La présidente de la Commission nationale pour la transition vers l’université de quatrième génération, le professeur Naouel Abdellatif Mami, a révélé dans une déclaration à « El Khabar » que la série de séminaires de formation lancée par la commission durant cette période, dont la clôture est prévue le 15 mars en cours, sera suivie de visites sur le terrain dans différentes institutions universitaires et de recherche, afin d’accélérer la transformation numérique des établissements d’enseignement supérieur, conformément aux directives du ministre de l’Enseignement supérieur et de la Recherche scientifique, Kamel Badari.
Le professeur Mami a expliqué que cette initiative s’inscrit dans le cadre de la stratégie de la commission visant à accélérer la transformation numérique des universités algériennes lors de sa première phase, s’étendant de 2025 à 2027, et dans le cadre de la mise en œuvre du plan directeur pour la transition vers une université de quatrième génération. Dans ce contexte, la commission a lancé une nouvelle initiative nationale destinée à accélérer la numérisation des établissements d’enseignement supérieur, sous la forme d’une série de séminaires de haut niveau intitulée « Transformation des universités algériennes : cycle Université 4.0 avancée ».

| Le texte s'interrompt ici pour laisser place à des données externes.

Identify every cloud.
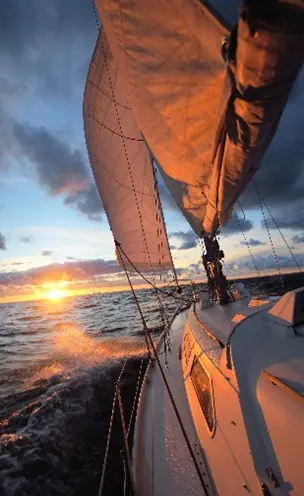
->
[292,234,304,244]
[0,109,103,220]
[0,233,6,250]
[169,231,197,250]
[261,202,304,230]
[221,214,253,236]
[18,236,32,243]
[240,238,266,246]
[0,259,123,286]
[0,0,97,98]
[224,254,304,275]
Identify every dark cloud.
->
[224,254,304,275]
[0,233,6,250]
[18,236,32,243]
[221,214,253,236]
[65,183,103,221]
[292,234,304,244]
[261,202,304,231]
[0,0,97,97]
[0,112,103,220]
[13,122,88,195]
[169,231,197,250]
[241,70,304,221]
[41,250,53,257]
[240,238,266,246]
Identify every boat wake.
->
[0,326,145,496]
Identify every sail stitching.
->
[101,33,152,274]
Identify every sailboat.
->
[83,0,304,496]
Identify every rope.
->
[91,0,100,31]
[117,387,137,496]
[118,250,208,494]
[127,358,144,437]
[252,180,284,290]
[233,209,261,277]
[98,359,128,496]
[256,192,303,272]
[115,241,195,304]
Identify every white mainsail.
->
[97,0,303,236]
[83,32,173,273]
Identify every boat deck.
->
[133,311,212,496]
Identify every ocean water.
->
[0,290,177,496]
[0,275,304,496]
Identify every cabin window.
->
[190,358,215,431]
[183,333,192,364]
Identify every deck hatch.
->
[190,357,215,432]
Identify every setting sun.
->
[45,289,66,300]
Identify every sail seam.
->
[101,33,151,274]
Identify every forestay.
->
[83,33,173,271]
[97,0,303,236]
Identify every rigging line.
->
[127,358,144,437]
[100,34,157,282]
[118,246,208,494]
[233,210,261,277]
[115,240,195,303]
[98,358,128,496]
[252,180,284,290]
[91,0,101,31]
[255,183,303,272]
[117,387,137,496]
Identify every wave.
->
[0,352,147,496]
[16,315,41,322]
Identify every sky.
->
[0,0,304,302]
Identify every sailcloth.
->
[97,0,303,236]
[83,32,173,272]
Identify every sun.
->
[45,288,66,300]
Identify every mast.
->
[202,236,231,305]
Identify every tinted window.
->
[183,334,192,363]
[191,359,214,431]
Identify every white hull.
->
[133,286,304,496]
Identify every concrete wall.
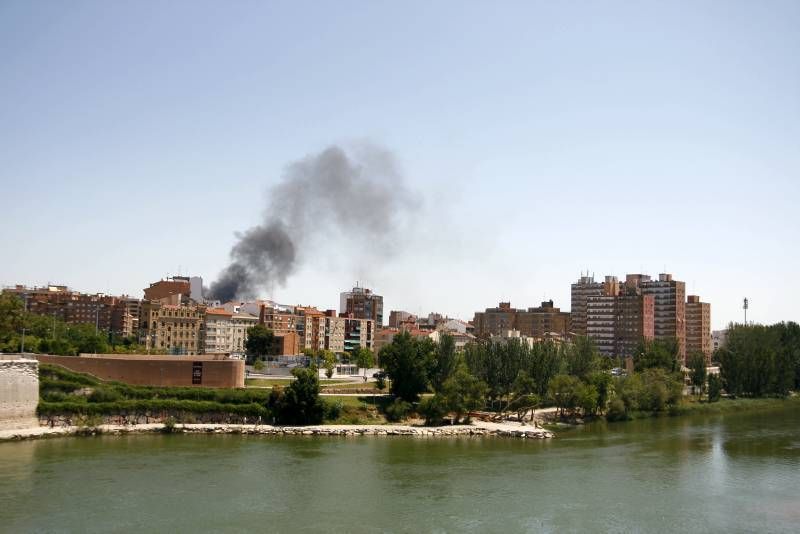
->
[36,354,244,388]
[0,354,39,429]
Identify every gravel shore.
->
[0,421,554,442]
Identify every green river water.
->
[0,404,800,532]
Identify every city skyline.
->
[0,2,800,329]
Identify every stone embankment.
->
[0,422,553,441]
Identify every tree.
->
[380,332,435,402]
[708,375,722,402]
[548,375,582,417]
[428,333,458,391]
[687,351,706,399]
[245,324,278,364]
[321,349,336,378]
[375,371,386,391]
[271,367,325,425]
[575,384,598,416]
[355,347,375,378]
[565,336,600,378]
[714,323,800,397]
[437,364,488,423]
[508,371,540,423]
[586,371,615,412]
[633,338,680,373]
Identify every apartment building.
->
[586,274,655,357]
[139,301,206,355]
[570,276,603,336]
[3,285,128,335]
[639,273,686,364]
[111,296,142,337]
[389,310,417,328]
[586,295,617,356]
[230,313,258,358]
[203,308,233,354]
[686,295,713,365]
[476,300,571,339]
[339,284,383,327]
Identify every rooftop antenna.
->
[742,297,750,326]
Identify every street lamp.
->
[20,294,28,354]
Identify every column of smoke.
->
[209,146,418,302]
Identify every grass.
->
[324,395,391,425]
[244,377,351,388]
[321,382,389,393]
[676,395,800,415]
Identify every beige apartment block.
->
[139,301,206,355]
[686,295,713,364]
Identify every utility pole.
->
[19,294,28,354]
[742,297,750,326]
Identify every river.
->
[0,405,800,532]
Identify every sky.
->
[0,0,800,329]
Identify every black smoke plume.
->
[209,146,417,302]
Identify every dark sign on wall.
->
[192,362,203,384]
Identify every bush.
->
[383,399,411,423]
[161,416,178,434]
[87,388,122,402]
[325,400,344,421]
[606,397,628,421]
[417,395,447,426]
[708,375,722,402]
[269,368,325,425]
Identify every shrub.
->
[708,375,722,402]
[161,416,178,434]
[606,397,628,421]
[325,400,344,421]
[270,368,325,425]
[383,399,411,422]
[87,388,122,402]
[417,395,447,426]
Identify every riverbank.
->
[0,421,554,442]
[614,394,800,422]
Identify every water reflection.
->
[0,413,800,532]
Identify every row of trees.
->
[714,322,800,397]
[0,293,147,356]
[380,333,683,422]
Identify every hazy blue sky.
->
[0,0,800,328]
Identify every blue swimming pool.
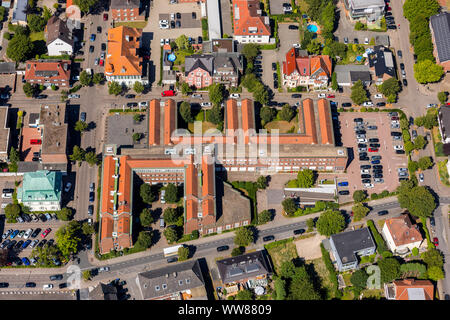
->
[306,24,318,32]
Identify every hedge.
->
[367,220,388,254]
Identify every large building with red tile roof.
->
[384,279,434,300]
[105,26,148,87]
[100,99,347,253]
[232,0,271,43]
[25,60,70,88]
[382,214,423,255]
[281,48,332,89]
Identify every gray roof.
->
[0,62,16,74]
[111,0,141,9]
[216,250,271,284]
[137,260,205,299]
[430,12,450,62]
[184,54,214,75]
[11,0,28,23]
[330,228,375,264]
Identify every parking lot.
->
[338,112,408,200]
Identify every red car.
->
[433,237,439,247]
[41,228,52,238]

Cette initiative s’inscrit dans les efforts visant à étendre les points d’accompagnement et de soutien pour couvrir l’ensemble des établissements d’enseignement supérieur, notamment en ce qui concerne l’alignement des stratégies institutionnelles sur les orientations nationales, la modernisation de l’infrastructure numérique, ainsi que le lancement d’universités modèles pionnières dans le processus de transition vers l’université 4.0. L’initiative comprend trois séminaires nationaux programmés en mars via la technologie de visioconférence, en collaboration avec le Centre national des technologies de l’information et de la communication et la société Huawei, dans le but de généraliser le savoir et d’accompagner les institutions universitaires selon leur niveau de maturité numérique.
Le programme comporte trois axes principaux : l’alignement de la stratégie institutionnelle sur les ambitions nationales en matière de transformation numérique, la construction d’un campus intelligent et sécurisé. La série se conclura le 15 mars 2026 par un séminaire sur la réinvention de l’enseignement et de la recherche scientifique et la gouvernance basée sur les données.
Ces rencontres visent à établir une compréhension commune du modèle Université 4.0, à renforcer la cohérence entre les stratégies institutionnelles et les politiques nationales en matière de numérisation, ainsi qu’à présenter des modèles de campus intelligents et à identifier les besoins techniques et organisationnels de chaque établissement selon son niveau de maturité numérique.
Selon le professeur Mami, cette série contribuera également à accompagner les commissions locales pour la transition vers l’Université 4.0 au sein des établissements universitaires, afin d’élaborer une feuille de route locale spécifique à chaque institution pour la période 2026–2027, permettant une transition progressive et organisée vers une université numérique innovante qui renforce la souveraineté numérique nationale et soutient l’économie du savoir.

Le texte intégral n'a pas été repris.